Melt a quantity of bees wax. I used a bowl of water boiled in an electric kettle. This would be easier over an electric heater, but be aware that wax, oil and turpentine are all flammable.

Beeswax pellets tend to clump together as they softened, and had to be cut up – in my case with a palette knife. If you are using lumps of beeswax, you don’t have to be too nice about breaking them up.

Mix in linseed oil to about 1/4 to 1/3 the volume of beeswax (a glass container would have been easier to gauge). The wax may start setting around the cold oil, but more heat will soften it.

When the oil/wax mixture is blended, add some of it into the pigment/ turpentine mix, and blend the whole. Again, you may need some heat here.

When this is thoroughly blended, pour the mix into a mould and allow it to set. I had a minor leak, but this could be handled by squeezing the foil tighter at the source.


Oil stick after pouring, this one leaked at the base, but otherwise seems OK. It would have been better to rest the hot wax stick inside the tin (see next photo)!
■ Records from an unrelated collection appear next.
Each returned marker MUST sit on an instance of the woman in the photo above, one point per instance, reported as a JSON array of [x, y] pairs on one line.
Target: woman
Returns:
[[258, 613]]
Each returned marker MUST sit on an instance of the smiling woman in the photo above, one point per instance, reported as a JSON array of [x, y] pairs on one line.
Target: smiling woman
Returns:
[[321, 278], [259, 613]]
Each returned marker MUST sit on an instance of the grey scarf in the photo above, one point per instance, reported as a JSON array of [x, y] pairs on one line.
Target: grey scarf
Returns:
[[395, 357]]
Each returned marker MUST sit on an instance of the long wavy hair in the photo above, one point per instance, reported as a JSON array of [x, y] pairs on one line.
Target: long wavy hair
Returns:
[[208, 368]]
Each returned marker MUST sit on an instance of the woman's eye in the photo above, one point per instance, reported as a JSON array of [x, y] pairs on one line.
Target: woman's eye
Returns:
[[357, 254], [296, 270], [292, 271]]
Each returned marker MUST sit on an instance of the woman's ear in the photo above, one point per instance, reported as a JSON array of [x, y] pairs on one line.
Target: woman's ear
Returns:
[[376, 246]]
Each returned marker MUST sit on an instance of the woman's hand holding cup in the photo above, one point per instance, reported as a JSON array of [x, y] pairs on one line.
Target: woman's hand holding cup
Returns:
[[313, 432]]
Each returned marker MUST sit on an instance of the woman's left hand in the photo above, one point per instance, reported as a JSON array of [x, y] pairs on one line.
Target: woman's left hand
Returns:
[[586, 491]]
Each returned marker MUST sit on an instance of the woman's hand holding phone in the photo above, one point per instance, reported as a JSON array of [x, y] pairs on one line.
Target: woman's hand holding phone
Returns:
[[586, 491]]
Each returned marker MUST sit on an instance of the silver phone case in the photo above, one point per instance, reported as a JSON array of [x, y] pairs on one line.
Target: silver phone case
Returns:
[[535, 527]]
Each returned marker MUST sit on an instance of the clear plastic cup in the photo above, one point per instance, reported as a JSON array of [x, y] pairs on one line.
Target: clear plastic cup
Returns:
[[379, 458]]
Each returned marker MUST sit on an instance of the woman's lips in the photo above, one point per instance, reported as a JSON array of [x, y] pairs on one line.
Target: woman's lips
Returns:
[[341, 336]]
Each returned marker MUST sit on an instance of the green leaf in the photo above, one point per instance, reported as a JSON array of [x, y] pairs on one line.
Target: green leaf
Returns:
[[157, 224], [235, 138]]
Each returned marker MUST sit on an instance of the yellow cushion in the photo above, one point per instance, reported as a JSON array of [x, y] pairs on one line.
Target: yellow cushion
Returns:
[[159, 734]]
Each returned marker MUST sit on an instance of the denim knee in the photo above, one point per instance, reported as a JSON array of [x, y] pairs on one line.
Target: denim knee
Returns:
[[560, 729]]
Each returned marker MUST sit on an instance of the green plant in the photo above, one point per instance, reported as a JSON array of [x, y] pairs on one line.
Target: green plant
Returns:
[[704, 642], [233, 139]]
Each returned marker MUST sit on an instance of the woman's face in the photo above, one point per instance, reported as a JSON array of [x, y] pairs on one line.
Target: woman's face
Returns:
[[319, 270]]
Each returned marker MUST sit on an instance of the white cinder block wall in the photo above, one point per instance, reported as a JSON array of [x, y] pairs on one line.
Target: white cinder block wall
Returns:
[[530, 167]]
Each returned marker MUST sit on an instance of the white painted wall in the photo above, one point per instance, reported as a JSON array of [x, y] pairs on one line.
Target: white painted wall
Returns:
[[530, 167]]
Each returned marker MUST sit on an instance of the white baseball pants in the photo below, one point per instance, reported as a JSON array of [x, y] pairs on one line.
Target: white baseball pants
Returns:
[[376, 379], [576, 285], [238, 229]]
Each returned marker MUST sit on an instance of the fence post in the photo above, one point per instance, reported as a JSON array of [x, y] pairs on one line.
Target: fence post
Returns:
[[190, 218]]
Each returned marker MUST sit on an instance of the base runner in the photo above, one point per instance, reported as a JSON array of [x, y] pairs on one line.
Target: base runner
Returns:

Seen here are tin cans for mixing and pouring the oil/wax mixture together with a palette knife for general stirring and mixing, bees wax pellets and a couple of tiles – one used to grind pigment with turpentine, the other as a pouring base for the foil wrapped pigment sticks.


The next day

After cooling

Stick unwrappedThe stick laying on it’s mould, now unwrapped.





Mark Making

And it works!





Compare sizes

After sealing the leak (see above), I supported the stick at an angle while setting – you can see the resulting slope here. I can see potential advantages to starting with this angled surface, and it may become a deliberate feature.